The Paris Agreement, adopted at the 21st session of the Conference of the Parties to the United Nations Framework Convention on Climate Change, proposed to limit global warming and climate change by decarbonizing the energy sector. As stated by the International Energy Agency (IEA) in its 2016 report on the world energy outlook, this sector accounts for two-thirds of CO2 and GHG (Greenhouse Gases) emissions. The targets seem ambitious at first, as the accord set to limit the increase in global temperature to under 2 degrees Celsius above pre-industrial levels, but there are resourceful allies in this global effort.

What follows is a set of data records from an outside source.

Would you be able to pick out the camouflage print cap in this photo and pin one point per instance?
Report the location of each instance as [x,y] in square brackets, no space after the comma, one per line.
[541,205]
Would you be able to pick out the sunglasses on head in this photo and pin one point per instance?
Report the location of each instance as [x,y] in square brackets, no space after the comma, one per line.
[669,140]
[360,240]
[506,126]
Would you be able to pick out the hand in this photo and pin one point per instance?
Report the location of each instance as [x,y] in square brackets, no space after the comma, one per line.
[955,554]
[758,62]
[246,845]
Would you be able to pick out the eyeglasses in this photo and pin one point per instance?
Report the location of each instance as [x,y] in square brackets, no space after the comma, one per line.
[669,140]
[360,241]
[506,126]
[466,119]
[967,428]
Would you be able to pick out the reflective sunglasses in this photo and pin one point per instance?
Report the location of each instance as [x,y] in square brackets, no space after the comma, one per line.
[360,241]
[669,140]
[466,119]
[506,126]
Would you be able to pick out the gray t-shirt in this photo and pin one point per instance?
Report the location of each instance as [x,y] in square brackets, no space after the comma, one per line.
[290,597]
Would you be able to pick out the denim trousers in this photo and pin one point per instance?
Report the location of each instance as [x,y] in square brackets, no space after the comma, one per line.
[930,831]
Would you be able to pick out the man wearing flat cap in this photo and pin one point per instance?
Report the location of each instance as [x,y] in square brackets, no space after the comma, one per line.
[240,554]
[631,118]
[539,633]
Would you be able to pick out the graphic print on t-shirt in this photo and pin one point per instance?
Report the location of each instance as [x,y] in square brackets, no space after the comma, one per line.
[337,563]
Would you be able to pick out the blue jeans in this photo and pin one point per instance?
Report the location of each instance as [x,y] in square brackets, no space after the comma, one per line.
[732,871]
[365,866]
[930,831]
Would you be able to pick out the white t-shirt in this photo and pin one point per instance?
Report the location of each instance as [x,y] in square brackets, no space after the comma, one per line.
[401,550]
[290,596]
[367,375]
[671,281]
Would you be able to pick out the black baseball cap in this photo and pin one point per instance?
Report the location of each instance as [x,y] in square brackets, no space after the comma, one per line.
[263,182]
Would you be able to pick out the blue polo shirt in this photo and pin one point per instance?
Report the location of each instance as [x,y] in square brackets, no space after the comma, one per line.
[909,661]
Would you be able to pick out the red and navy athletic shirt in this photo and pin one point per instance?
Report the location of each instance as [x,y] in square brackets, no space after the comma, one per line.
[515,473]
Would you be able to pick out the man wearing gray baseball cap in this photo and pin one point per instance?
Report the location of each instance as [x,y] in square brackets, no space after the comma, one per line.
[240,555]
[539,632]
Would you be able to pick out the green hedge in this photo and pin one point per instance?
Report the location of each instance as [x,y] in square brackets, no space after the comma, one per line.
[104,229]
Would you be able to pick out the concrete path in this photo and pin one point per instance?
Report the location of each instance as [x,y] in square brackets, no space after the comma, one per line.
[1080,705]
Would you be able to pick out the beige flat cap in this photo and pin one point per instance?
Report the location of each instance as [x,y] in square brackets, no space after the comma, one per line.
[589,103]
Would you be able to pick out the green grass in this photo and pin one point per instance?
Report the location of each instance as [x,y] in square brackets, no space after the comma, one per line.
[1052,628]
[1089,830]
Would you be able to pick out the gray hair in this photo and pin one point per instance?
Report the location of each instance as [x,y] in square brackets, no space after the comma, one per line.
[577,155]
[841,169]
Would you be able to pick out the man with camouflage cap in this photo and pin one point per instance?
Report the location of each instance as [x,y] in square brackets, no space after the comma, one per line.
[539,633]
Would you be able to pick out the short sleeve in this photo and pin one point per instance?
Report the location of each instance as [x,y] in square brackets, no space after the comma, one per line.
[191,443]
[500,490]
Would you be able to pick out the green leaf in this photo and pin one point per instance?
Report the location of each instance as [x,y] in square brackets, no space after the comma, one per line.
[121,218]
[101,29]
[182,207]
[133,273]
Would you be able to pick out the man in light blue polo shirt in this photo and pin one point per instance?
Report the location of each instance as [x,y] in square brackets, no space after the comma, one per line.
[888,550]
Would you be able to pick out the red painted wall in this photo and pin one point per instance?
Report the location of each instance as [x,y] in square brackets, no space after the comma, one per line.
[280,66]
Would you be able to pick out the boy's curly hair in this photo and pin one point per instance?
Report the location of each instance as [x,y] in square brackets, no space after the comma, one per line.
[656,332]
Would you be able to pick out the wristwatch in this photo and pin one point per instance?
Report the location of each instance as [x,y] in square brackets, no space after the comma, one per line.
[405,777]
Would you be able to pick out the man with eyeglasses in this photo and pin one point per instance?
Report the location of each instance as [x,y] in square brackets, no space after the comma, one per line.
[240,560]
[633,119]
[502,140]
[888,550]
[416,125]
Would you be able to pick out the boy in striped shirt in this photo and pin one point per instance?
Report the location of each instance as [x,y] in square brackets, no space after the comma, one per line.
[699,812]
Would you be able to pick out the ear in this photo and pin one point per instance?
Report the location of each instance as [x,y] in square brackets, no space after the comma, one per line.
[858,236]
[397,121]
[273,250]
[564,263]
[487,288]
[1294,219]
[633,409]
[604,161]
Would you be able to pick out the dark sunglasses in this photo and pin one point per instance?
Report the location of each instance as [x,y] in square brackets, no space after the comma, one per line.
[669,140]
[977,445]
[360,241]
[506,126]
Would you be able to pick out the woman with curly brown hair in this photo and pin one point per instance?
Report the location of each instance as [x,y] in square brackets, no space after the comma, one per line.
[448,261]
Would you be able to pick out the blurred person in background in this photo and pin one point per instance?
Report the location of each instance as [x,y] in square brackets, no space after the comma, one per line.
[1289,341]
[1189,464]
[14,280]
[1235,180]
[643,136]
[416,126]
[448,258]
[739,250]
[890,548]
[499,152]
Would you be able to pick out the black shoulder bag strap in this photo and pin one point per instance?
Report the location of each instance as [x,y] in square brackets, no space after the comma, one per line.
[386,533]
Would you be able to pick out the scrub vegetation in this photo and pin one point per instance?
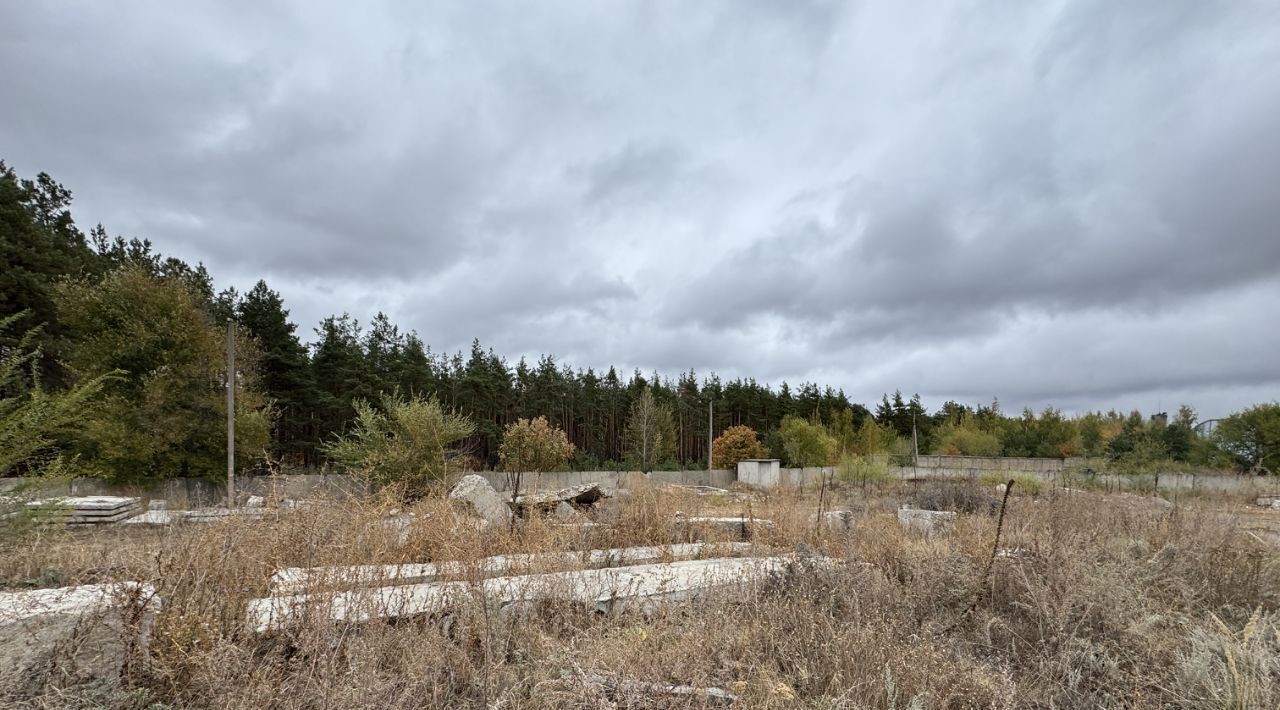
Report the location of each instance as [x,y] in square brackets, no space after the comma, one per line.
[1093,601]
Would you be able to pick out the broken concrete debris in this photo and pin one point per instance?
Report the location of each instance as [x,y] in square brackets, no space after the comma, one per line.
[85,633]
[695,528]
[300,578]
[604,590]
[475,493]
[926,522]
[85,509]
[837,521]
[551,502]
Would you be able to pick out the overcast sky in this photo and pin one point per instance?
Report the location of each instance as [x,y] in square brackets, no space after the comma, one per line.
[1047,202]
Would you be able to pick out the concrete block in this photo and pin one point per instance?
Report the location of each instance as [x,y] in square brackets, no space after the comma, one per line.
[72,635]
[763,472]
[475,493]
[926,522]
[300,578]
[85,509]
[696,528]
[603,590]
[836,521]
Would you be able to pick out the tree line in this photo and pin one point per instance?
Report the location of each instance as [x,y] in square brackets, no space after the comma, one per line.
[138,339]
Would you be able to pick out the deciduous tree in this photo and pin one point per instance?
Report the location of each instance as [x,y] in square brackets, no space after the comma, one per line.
[737,443]
[407,444]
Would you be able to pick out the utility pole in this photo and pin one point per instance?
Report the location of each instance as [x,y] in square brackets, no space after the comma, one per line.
[231,415]
[711,430]
[915,443]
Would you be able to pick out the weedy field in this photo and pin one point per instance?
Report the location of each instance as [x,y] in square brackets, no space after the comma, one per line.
[1087,600]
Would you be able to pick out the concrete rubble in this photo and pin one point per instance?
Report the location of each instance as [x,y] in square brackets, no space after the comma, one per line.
[298,578]
[548,502]
[85,509]
[72,635]
[480,498]
[603,590]
[926,522]
[836,521]
[694,528]
[626,688]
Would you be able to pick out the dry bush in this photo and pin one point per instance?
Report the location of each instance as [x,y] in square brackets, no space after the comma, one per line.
[1096,600]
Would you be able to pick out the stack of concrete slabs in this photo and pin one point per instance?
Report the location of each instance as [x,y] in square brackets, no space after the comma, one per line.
[86,509]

The luminous energy reaching the Earth’s surface from the Sun is equivalent to 10,000 times the world’s energy needs. Africa, as a latecomer to modern energy developments, has a triple advantage: it can adopt the latest renewable technologies, adapt them to local needs and innovate to create new opportunities. Energy access and climate adaptation is key to Africa’s development. As evidence, many initiatives are taking place on the continent like the Africa Renewable Energy Access Program (AFREA), the Sustainable Energy Fund for Africa (SEFA) and the Africa Renewable Energy Fund (AREF).
Analyzing PV system behavior and collecting local climate data produces new efficiency models
Solar power has often been criticized as too dependent on intermittent weather conditions, but that is precisely where the opportunity lies. Beyond energy access, the problem of energy efficiency and adaptation to local conditions creates a considerable market prospect. In solar photovoltaic systems, inverters are crucial devices that convert the DC input power from PV modules into AC power used by grid appliances. Solar irradiance and ambient temperature distribution over the entire year influences how this input fluctuates. Inverters achieve different efficiencies under different power inputs. Consequently, PV systems power production is reliant on the weather profile and project designers and developers cannot simply rely on the peak efficiency on the inverter’s manufacturer’s datasheet to estimate the amount of power PV plants can produce.

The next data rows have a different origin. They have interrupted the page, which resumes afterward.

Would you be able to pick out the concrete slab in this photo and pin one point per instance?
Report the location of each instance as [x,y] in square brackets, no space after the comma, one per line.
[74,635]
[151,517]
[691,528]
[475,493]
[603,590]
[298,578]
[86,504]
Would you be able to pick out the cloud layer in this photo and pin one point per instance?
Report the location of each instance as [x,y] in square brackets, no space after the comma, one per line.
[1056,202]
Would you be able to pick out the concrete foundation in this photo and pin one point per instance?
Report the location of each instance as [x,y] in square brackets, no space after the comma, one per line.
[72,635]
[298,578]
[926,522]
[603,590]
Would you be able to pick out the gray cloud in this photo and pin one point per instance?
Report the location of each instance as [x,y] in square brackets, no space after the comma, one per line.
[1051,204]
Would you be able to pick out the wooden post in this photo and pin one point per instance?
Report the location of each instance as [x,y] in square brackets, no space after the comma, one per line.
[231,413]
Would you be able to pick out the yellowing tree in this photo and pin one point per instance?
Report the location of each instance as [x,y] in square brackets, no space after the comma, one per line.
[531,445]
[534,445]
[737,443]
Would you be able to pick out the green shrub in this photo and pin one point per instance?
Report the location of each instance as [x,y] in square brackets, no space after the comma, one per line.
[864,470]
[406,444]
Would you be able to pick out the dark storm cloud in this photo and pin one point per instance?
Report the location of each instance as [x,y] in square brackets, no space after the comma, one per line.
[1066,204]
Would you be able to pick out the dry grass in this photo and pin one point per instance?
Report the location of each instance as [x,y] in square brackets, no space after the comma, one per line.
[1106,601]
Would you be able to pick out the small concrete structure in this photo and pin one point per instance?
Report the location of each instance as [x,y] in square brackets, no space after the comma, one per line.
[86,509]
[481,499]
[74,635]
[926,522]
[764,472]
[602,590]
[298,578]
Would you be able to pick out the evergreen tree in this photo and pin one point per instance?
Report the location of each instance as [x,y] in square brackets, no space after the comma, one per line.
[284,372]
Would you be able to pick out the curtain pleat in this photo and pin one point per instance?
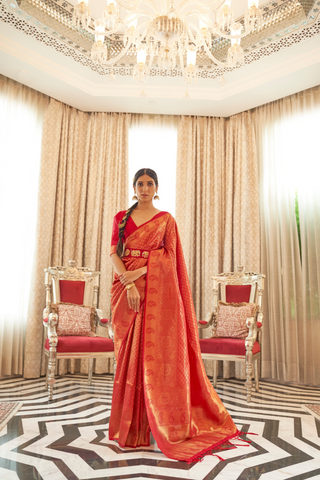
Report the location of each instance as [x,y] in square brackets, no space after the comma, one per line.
[83,183]
[217,204]
[21,120]
[287,134]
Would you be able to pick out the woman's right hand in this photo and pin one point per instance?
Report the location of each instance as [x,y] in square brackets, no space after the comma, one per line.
[133,297]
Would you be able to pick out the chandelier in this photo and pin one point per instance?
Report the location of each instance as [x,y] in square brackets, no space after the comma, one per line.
[166,35]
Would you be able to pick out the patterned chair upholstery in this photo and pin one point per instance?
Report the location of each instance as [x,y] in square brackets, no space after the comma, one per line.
[76,286]
[235,288]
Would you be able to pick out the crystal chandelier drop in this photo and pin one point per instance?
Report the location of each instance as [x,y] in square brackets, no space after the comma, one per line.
[165,35]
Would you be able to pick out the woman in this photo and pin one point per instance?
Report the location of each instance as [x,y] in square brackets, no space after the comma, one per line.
[160,380]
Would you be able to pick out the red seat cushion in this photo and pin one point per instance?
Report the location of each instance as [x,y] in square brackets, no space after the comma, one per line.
[238,293]
[71,291]
[226,346]
[82,344]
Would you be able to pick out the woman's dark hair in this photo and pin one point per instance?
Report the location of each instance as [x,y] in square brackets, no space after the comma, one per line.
[122,225]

The standard models used to compare the performance of inverters are the European efficiency and the CEC weighted efficiencies. The first was developed in 1990 by Rolf Hotopp based on climate data from Trier, Germany. The Joint European Research Center (JRC) later incorporated weather from Ispra, Italy. The second formula was designed by the Californian Energy Commission using meteorological data from Sacramento in California for its higher insolation. These values are referenced by basically all inverters on the market in the EU, the US and globally.
These models weigh various input power ranges based on how frequently they occur at the selected sites and how much they contribute to the overall annual energy yield. However, because sites located at different latitudes, altitudes and longitudes will accordingly display different atmospheric conditions, predicting the amount of energy that can be harnessed from PV plants in Africa requires that the Euro and CEC weighted efficiency be reformulated and adapted to local weather patterns.
Cities like Nairobi (Kenya) or Cape Town (South Africa) are economic hubs of the continent within countries that are establishing interesting visions for solar power. But it would be an advantage for them to use standards for solar power conversion that are better adapted to their climates.
Software like PVSYST are tools used by engineers to design and simulate the behavior of PV systems in meteorological conditions unique to a site. Thanks to the extensive Meteonorm database that PVSYST incorporates, climate data for thousands of sites in Africa and around the world can be obtained to model their distribution over an entire year. The study showed that, whether using monthly, daily or more accurately hourly data, there is a mismatch not only between European or Californian standards and sites located in Africa, but also and obviously between African cities themselves. Since, temperature and irradiance are known to have an effect on the solar cells producing the inverter’s DC input, here is an opportunity to develop African regional efficiency standards. South Africa, through its Integrated Resource Plan (IRP) and its Renewable Energy Independent Power Producers Program (REIPPPP) is set to be a great leader in the implementation of solar power. The Department of Energy has set a target of 8.4 GW of PV capacity for 2030 in the scope of the IRP.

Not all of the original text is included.